Aside on log transformations

Note: This following material was not discussed in the EMA book.

Fitting a regression model on a log transformed target variable, then applying the inverse operation on the logged model prediction will result in biased predictions. This may or may not be a problem depending on your goals, loss functions, etc.

Helpful links:

Refer to the references below regarding techniques for bias correction when logging the target variable:

Example Bias Adjustment factors using Duan’s Transformation

Duan’s transformation Formula using log base 10: \[\hat{Y}_j = 10^{(\widehat{\log_{10}{Y}}_j)} \cdot \frac{1}{N}\sum_{i=1}^N 10^{e_i}\]
where \(\widehat{\log_{10}{Y}}_j\) is the model’s prediction on the logged scale, and \(e_i\) is the model residual on the logged scale (i.e. \(log_{10} Y - \widehat{\log_{10}{Y}}_j\)).

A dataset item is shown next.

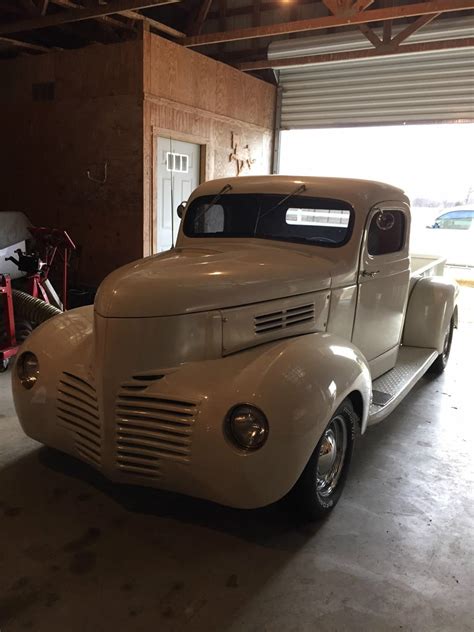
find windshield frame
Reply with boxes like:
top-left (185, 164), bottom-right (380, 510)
top-left (182, 193), bottom-right (355, 249)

ols smearing adjustment: 1.032
rf smearing adjustment: 1.008
gbm shallow smearing adjustment: 1.049
gbm deep smearing adjustment: 1.02

Below is a comparison of model performance on our test set using three different modeling methodologies:

  • Using the raw scale target variable for modeling
  • Using the log transformed target for modeling, then taking the inverse
  • Using the log transformed target for modeling, then taking the inverse * smearing adjustment
Fig 1: Raw Scale
Fig 1: Raw Scale
Fig 2: Back-transformed Log Scale
Fig 2: Back-transformed Log Scale
Fig 3: Back-transformed Log Scale with Smearing
Fig 3: Back-transformed Log Scale with Smearing

Observations:

  • The random forest model performs best in terms of squared error on the raw scale.
  • The smearing adjustment improves the random forest compared to the basic back-transformed log model.
  • The deep GBM model’s MAD value improves slightly with smearing, with a very small deterioration in squared error.